A martini at his bar; a pipe in the basement gallery; and he found himself rummaging around in the kitchen for something to eat. His search was rewarded with some Danish biscuits, a jar of peanut butter, a small tin of kimchee, and a split of champagne. This gastronomic holocaust he carried to the wing of the transept he had converted into a greenhouse garden, and there he sat beside the plashing pool, lulled by the sound of the water and the brush of warm sunlight.

Little drops of perspiration tingled on his back as he began to doze, the vast peace of his house flowing over him.

Then suddenly he snapped up—an image of surprised eyes with white dots of mucus had chased him out of a dream. He was nauseated.

Getting too old for this, he complained. How did I ever get into it?

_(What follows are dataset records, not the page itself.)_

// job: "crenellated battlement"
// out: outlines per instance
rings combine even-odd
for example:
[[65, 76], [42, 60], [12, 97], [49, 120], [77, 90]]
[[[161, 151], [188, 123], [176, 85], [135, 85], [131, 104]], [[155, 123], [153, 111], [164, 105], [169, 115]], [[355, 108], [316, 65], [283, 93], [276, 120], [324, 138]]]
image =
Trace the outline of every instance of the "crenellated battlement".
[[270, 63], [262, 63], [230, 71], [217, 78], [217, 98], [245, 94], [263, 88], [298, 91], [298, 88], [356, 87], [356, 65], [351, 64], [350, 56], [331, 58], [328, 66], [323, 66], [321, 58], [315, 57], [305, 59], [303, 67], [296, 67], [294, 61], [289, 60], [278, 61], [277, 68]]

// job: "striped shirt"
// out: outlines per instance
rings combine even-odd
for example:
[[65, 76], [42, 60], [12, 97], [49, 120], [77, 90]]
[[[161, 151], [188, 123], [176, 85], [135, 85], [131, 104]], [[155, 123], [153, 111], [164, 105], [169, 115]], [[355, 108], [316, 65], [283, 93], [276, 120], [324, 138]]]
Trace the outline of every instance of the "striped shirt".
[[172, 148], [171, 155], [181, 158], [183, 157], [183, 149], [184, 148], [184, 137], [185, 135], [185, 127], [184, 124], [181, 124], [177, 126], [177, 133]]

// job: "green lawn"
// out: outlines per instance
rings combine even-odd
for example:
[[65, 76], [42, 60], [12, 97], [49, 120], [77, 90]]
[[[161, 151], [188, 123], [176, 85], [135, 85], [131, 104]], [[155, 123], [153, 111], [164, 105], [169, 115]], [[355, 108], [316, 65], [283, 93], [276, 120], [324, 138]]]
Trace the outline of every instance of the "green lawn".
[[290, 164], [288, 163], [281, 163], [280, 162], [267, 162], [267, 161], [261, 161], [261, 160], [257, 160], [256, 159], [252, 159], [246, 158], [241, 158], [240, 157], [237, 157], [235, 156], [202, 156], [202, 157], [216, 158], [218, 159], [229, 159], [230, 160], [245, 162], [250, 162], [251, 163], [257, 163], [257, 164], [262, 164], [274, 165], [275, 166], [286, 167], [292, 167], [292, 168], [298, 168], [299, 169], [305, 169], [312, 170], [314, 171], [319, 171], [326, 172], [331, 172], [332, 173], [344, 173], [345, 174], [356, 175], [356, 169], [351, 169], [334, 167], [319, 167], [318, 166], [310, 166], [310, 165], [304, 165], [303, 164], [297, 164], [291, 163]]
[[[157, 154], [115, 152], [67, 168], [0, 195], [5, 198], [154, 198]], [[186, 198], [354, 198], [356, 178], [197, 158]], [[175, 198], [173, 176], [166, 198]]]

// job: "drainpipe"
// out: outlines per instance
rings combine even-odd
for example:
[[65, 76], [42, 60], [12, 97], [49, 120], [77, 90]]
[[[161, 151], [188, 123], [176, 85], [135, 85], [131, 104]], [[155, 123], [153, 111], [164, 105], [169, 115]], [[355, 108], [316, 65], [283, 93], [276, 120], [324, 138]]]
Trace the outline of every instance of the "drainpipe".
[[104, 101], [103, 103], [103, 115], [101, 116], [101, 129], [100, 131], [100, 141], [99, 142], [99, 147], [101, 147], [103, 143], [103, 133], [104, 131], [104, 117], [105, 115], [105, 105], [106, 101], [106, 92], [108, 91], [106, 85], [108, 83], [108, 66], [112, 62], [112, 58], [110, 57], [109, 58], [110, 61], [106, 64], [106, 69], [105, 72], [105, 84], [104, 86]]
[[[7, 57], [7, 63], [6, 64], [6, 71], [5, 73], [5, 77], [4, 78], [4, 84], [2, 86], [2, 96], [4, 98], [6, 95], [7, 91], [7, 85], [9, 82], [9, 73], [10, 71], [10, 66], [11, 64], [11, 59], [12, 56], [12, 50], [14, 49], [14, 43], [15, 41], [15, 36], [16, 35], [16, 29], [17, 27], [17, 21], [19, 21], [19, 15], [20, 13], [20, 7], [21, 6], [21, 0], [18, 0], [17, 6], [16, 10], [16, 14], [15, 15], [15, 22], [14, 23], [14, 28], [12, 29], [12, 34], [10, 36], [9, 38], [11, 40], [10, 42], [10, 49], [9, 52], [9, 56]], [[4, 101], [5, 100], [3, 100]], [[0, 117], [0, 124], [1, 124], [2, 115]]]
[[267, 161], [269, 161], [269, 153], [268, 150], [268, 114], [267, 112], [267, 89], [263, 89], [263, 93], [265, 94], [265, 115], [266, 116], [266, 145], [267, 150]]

Three weeks after the discovery of the abandoned church had added to his need for money, he had found himself in Brussels attending a convention and squandering Ford Foundation money. Late one wet and blustery night, a CII agent dropped into his hotel room and, after beating about the bush, asked him to do a service for his country. Recovering from a good laugh, Jonathan asked for a fuller explanation. The task was fairly simple for a man with Sphinx training: they wanted him to slip an envelope into the briefcase of an Italian delegate to the convention. It is difficult to say why he agreed to the thing. He was bored, to be sure, and the hint of fiscal return came at a time when he had just located his first Monet. But there was also the fact that the Italian had recently had the effrontery to suggest that he knew almost as much about the impressionists as Jonathan.